I was favorably impressed with the PowRball for a personal protection round for the private citizen. I would do some testing before using it myself, but I believe that it would make a potent 9mm load. In "scientific" terms, it has quite a bit of "whammy" and with decent placement, should "stop" a felon about as quickly as any commonly used defensive round and perhaps, quicker.
The 9mm 100-grain PowRball grouped well and was more consistent shot to shot than their .45 ACP, 165-grain PowRball that I tested several months ago. Both rounds feed reliably.
From a 5" 1911, it had an average velocity of 1220 ft/sec, but an extreme spread of 119, which resulted in a standard deviation of 40.
This 165-grain Corbon PowRball expanded well in water testing and was both reliable and accurate, but did not prove as consistent in standard deviation as did the 9mm version. The .45 ACP PowRball was the first caliber Corbon released this design in.
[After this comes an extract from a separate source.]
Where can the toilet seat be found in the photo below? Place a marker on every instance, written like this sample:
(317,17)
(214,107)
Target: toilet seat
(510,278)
More calibers are to follow.
For those concerned about feed reliability with a defensive load as well as over-penetration, the PowRball is a very viable choice. Both the 9mm and .45 ACP versions penetrate approximately 12" of ballistic gelatin and should remain inside the average human torso assuming a solid hit. Both "passed" the dreaded "4 Layers of Denim" testing routinely done by those seriously studying terminal ballistics and bullet performance.
I think it will be a winner and might make a viable choice for those wanting the same performance under a wide number of conditions, but who are unable to obtain or use several of the law enforcement only loads.